As well as being outlets for niche tastes, Jack Rollo, co-founder of Kristina Records, Dalston, says part of the reason he set up his store was for the social aspects: having a dialogue with customers, exchanging recommendations and putting on in-store gigs. Kristina opened in July 2011, and this surprise entry to a part of the retail world many have written off has been building momentum. It’s already had visits from south London rapper Roots Manuva and classical musician Clive Williams.
You only have to look to Rough Trade, with its coffee shop, recruitment boards and gig nights to know that the role of the record store has changed. Still, Rollo says small stores can survive selling vinyl.
“It’s still viable. We could see it’s viable. It just depends on how you do it and what attitude you take,” says Rollo, “I think that’s one of the things that’s gone well with Kristina is that Dalston is a place where a lot of people who work in the music industry live, so there’s a mixed element to the record shop.”
Tune into your heart
Indeed, national Record Store Day, which started in the US in 2007, has been a way of generating more support for independents. Hundreds of limited releases, a large portion of them from major labels, like EMI, Warner Bros and Universal, have made it the busiest time of year for stores.
However, Mark Burgess, founder of Flashback Records, which started in 1997, and member of Red Horses of the Snow, says it’s the devotion of fans that has pushed the major labels to keep vinyl alive: “The major labels have been very reluctant, because they had a vested interest in killing off vinyl right from the early 90s. They didn’t want to release things in two formats [the other being CD], because it’s far more expensive.
“They’ve slowly come round to the fact that there are more and more people buying vinyl, and major labels, basically, just want to make money. Now they’re starting to see that the vinyl market is recovering, I think they’re getting more behind vinyl as a means to make money, rather than the loss-leader which it has been for some years.”
While the majors are all for vinyl if it sells, the independent labels never stopped supporting it. Labels such as Blackest Ever Black, Kye Records and Angular Records, which was set up by former Goldsmiths students, have supported small stores with experimental and diverse music for years. More than that, they have continued to serve up vinyl-only tracks, which have become increasingly rare in the wake of digital. Jack White’s Third Man Records has even hidden 7” tracks inside 12” records which have to be broken open to get at the good stuff – how’s that for hard core?

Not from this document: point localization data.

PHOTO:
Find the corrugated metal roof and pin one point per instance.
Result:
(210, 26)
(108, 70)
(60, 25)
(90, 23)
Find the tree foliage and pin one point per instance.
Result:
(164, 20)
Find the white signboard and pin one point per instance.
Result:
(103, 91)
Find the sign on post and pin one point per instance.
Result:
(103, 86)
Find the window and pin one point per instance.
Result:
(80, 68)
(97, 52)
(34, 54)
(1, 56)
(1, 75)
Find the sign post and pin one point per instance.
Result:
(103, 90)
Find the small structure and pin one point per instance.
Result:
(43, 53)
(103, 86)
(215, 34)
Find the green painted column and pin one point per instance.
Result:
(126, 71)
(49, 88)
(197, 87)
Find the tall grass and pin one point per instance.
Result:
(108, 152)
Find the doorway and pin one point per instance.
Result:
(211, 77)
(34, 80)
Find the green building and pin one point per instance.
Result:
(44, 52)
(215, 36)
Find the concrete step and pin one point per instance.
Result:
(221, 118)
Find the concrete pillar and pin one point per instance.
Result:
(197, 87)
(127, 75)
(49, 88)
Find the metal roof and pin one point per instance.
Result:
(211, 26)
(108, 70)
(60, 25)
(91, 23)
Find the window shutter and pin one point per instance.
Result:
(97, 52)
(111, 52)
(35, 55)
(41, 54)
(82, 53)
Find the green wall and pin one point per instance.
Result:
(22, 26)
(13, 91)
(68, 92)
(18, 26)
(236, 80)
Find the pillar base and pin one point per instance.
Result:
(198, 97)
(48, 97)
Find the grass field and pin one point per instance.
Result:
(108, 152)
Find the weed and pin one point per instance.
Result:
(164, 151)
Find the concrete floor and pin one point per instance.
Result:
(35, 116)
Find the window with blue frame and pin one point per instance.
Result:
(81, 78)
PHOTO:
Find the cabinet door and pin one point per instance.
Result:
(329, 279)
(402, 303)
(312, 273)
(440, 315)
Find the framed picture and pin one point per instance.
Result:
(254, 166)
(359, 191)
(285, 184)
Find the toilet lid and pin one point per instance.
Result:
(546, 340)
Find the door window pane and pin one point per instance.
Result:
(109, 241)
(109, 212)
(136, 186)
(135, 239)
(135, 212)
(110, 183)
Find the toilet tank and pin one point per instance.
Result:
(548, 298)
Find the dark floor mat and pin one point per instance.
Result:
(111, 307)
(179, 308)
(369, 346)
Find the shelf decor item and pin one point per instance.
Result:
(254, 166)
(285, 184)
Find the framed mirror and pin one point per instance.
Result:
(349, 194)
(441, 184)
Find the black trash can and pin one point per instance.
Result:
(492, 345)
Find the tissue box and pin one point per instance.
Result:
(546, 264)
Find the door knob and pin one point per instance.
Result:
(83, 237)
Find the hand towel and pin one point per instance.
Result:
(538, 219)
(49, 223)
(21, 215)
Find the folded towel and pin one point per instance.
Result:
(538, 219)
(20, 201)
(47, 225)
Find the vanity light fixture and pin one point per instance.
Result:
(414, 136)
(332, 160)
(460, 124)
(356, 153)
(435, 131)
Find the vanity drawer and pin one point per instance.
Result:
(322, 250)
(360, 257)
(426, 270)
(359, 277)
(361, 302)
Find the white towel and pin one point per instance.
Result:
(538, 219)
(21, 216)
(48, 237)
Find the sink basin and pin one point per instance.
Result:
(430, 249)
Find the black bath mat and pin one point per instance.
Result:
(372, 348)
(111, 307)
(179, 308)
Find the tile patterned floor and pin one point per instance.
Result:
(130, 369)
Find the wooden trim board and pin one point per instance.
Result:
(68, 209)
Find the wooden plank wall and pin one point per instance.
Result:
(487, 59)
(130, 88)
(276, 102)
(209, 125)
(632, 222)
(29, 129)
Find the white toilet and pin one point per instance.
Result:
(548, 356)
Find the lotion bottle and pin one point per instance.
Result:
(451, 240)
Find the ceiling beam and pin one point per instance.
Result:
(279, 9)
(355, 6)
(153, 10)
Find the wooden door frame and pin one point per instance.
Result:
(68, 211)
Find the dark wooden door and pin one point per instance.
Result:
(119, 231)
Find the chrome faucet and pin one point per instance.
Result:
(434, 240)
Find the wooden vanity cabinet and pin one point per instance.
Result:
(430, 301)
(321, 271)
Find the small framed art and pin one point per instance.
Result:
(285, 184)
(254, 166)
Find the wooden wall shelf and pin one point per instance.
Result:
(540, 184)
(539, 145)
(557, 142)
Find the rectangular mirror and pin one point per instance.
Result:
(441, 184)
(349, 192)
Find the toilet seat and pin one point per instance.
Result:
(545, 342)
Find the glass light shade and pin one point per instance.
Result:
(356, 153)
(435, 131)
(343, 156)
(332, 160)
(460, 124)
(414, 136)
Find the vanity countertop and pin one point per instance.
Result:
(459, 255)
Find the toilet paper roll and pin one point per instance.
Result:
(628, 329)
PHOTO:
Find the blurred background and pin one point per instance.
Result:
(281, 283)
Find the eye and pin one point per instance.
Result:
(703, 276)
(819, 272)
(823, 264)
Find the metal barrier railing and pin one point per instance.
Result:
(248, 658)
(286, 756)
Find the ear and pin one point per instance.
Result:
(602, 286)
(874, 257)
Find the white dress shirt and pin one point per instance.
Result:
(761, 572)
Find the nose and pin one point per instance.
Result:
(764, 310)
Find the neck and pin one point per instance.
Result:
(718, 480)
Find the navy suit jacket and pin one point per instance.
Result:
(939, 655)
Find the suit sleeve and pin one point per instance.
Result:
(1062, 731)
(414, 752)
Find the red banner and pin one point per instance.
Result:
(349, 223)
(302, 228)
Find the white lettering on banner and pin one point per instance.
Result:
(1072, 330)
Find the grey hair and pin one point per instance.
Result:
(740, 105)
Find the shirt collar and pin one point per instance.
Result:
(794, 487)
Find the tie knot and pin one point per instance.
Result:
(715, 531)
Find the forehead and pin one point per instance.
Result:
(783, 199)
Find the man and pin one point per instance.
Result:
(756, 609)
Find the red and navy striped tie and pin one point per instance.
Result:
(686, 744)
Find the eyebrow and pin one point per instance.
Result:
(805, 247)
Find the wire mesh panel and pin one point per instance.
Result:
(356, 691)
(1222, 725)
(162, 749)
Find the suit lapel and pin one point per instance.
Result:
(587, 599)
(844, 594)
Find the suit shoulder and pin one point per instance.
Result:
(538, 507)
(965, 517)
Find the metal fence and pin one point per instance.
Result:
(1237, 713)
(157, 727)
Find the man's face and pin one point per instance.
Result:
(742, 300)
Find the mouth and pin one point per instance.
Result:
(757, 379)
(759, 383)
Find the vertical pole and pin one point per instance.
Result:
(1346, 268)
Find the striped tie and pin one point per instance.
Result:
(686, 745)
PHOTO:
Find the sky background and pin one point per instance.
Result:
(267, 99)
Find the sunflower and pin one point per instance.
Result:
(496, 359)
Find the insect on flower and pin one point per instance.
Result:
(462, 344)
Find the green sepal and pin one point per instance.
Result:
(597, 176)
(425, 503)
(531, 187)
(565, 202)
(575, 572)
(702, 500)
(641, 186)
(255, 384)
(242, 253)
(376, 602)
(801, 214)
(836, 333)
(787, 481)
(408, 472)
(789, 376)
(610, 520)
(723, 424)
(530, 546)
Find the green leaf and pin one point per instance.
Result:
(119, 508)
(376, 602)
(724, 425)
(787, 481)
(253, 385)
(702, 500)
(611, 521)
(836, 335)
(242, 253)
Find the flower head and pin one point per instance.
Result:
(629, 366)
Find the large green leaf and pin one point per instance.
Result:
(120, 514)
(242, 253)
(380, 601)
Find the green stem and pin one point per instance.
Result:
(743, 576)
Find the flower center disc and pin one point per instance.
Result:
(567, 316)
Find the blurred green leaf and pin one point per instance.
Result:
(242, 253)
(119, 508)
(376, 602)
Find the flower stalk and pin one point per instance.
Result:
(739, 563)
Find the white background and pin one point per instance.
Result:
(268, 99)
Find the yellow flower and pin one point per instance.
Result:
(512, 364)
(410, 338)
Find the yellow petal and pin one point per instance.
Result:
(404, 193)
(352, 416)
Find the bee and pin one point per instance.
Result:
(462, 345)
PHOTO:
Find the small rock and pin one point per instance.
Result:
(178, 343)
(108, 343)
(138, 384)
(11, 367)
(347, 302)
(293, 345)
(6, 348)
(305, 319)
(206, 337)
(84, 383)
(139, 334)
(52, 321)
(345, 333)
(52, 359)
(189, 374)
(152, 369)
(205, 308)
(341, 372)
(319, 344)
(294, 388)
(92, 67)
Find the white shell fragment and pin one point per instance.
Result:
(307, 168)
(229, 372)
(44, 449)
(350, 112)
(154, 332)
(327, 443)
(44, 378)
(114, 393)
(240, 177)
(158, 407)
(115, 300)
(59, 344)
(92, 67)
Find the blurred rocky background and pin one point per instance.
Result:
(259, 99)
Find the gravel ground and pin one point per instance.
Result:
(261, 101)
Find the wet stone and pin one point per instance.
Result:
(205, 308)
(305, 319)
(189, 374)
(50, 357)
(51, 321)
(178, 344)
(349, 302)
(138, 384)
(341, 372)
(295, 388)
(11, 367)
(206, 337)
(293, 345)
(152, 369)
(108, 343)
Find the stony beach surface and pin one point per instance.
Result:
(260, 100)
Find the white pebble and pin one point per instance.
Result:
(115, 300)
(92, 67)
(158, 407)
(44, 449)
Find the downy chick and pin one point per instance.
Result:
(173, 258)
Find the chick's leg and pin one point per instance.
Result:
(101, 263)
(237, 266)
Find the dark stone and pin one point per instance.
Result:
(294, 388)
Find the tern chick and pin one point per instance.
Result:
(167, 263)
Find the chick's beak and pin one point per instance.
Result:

Al Mobbs, founder of indie label Ambiguous Records and director on the board of the Association of Independent Music, says: “As a label owner, I know that for anybody who chooses to buy the music I put on vinyl, it’s not disposable. It is a smaller market but making a small, limited edition run of records, maybe 300, hand-numbered, makes them really special. If I had the choice of giving a friend a signed 7” single or emailing them an MP3, the vinyl would mean so much more.”
Yes, nostalgia for the days of the Beatles, Mini Coopers and George Best are part of why vinyl is back in vogue, but that’s being overtaken by interest from younger music fans and fresh collectors.
“Virtually every other Hollywood film that comes out, there’s a scene with someone putting a record on,” says Burgess, “Vinyl, at the moment, has a coolness which I can’t see diminishing, because people will still want to have those artefacts.”
And, for Walton, these ‘artefacts’ are a sign that people truly treasure music: “You can’t take an LP out and about with you, so you have to put aside a time to sit down and listen to it at home. You also make more of an emotional investment in it too: there’s no skipping, so you have to commit!
“That level of investment might seem daunting, but as a musician it’s rewarding to know that listeners are paying as much loving attention to it as I did when I made it.”